Diffuse, Non Perfect Specular, Refraction and Weighted Material

transmission test (with AA)
  • Iterations: ~3300
  • Test render for:
    • perfect transmission (right sphere): 1.0 refraction
    • weighted material (left sphere): 0.8 refraction + 0.1 reflection + 0.1 diffuse
diffuse non perfect specular vs different specular exponents

In above rendering, right image is for demonstrating the influence of specular exponents. Three spheres, from left to right: very high specular exponent (performs like a perfect specular), medium specular exponent and low specular exponent (performs more like a diffuse).

Reference link: http://http.developer.nvidia.com/GPUGems3/gpugems3_ch20.html

  • Iterations: ~2000
  • Apply GPU Gem 3, Chpt 20 - Non perfect specular material approximation

Comparison for Sort by Material ID and First Bounce Intersection Cache

Three options: reshuffleByMaterialIDs, useFirstBounceIntersectionCache and stochasticAntialiasing can be toggled in scene->state varialbe.

Test scene: scenes/test_recording_time.txt.

For following comparison, use opt_id for reshuffleByMaterialIDs, use opt_fbi for useFirstBounceIntersectionCache and use opt_aa for stochasticAntialiasing.

In following chart, only one optimization was applied for each test case. None means all three opts are false.

  • sorting by material id: extremely slow. Sorting 640000(maximum) rays twice for each depth intersections? In this framework, path segments and intersections are separated as two arrays, which means either to sort them twice to make them relate to each other or combine them together. Either way will destroy the performance. So the framework is not working well this option and this option is applicable.
  • first bounce intersection cache: this option is not acceptable and applicable when applying anti-aliasing, AA is used for improving rendering quality with only small extra cost, which can be proved from the chart above.
  • stochastic antialising: use trivial cost and improve the rendering quality. Worth to do.

Fresnel Refraction & Stochastic Antialiasing & Depth of Field

Fresnel Refraction using Schlick's Approximation

Implement a Fresnel Effect refraction evaluation using Schlick's Approximation. In the following rendering, right sphere is rendered using Fresnel refraction effect. Left sphere is rendered with 0.2 refraction + 0.1 reflection and 0.7 diffuse. Fresnel effect can better approximate the reflection contribution between two media.

Depth of Field

focal length = 10 focal length = 11.5

How to apply DOF in input file: modify property of camera like

...
DOF   1 10.5

First variable means len radius, second means focal length.

Reference: PBRT [6.2.3].

Stochastic antialiasing:

with AA without AA

For the detail comparison:

Motion Blur

rotation + translation scale + translation + non Motion Blur object

Motion blur was implemented by interpoalting between two postures. Translation, rotation and scale bluring can be applied separately or in combination with others. Input format: [] means optional input

// cube
OBJECT 6
cube
material 1
TRANS       2 4 0
ROTAT       0 0 0
SCALE       1 2 1
[TRANS_DST   x x x]
[SCALE_DST   y y y]
[ROTAT_DST   z z z] 

If TRANS_DST/SCALE_DST/ROTAT_DST are not specified, no motion blur will be appled in translation/scale/rotation. Motion Blur is an effect for individual object, objects without any optional input will be rendered normally.

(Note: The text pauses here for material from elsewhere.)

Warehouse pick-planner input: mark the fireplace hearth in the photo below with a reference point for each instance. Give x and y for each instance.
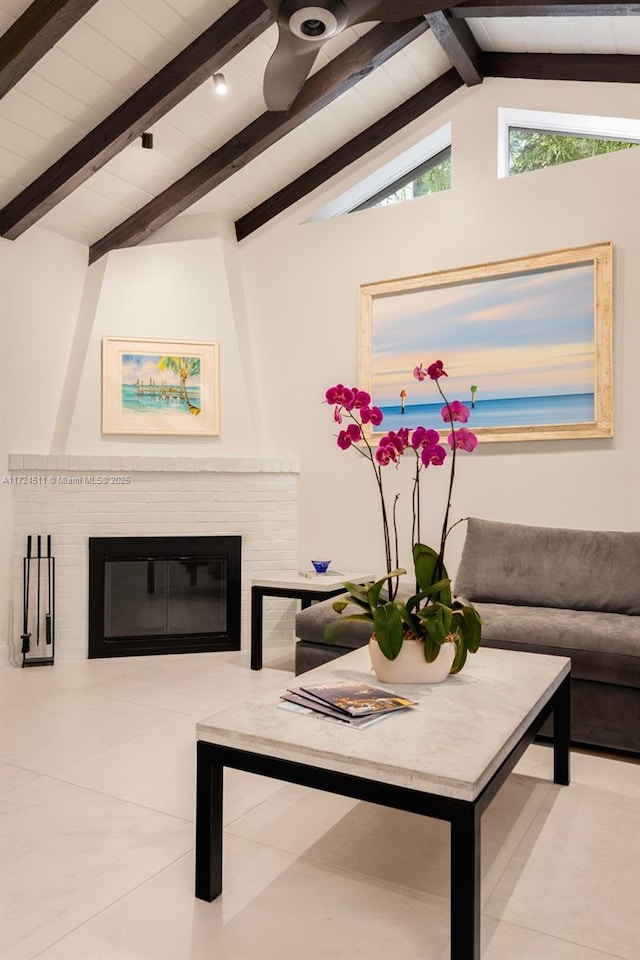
(162, 595)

See scenes/test_motion_blur.txt for input details.

During interpolation, destination posture has higher possibility(10%) to be choosen. This will make the object look like ending up somewhere instead of floating all around.

Texture Mapping and Bump Mapping

Implemention of cube and sphere UV coordinates mapping and normal mapping.

texture mapping only texture mapping and normal mapping
texture 1 texture 2 normal map 1 normal map 2

Above rendering : Iterations = 5000, texture mapping for sphere and cube and for diffuse/specular materials. Normal mapping can enhance reality of renderings.

For now, things can be done:

  • Loading multiple texture files into GPU, calculate texture color while path tracing.
  • Can be combined with different materials(reflect,refract and diffuse).
  • Specify input texture file in input file, "NULL" means no texture(or normal mapping texture).
  • Use stb_image. The same thing as image class in framework.

Reference: PBRT[10.4 & 10.5.2] and https://en.wikipedia.org/wiki/Bump_mapping.

....
REFRIOR     0
EMITTANCE   0
TEXTURE     texture_sphere.png
NORMAL_MAP  184.JPG
....

Comparison Between File-loaded and Procedural Texture

For procedural texture, texture color is calculated intead of being read from texture file. I didn't implement a complex procedural texture computation function, I just followed the pbrt [10.5.2] and tried to implement checkerboard texture for sphere. And then I compared the averaged iteration time for these too:

checkerboard texture = 165.34ms file-loaded texture = 165.10ms

For this simple comparison, the calculation will have more performance impact than texture file I/O. For Complex procedural texture, it might reduce the performance.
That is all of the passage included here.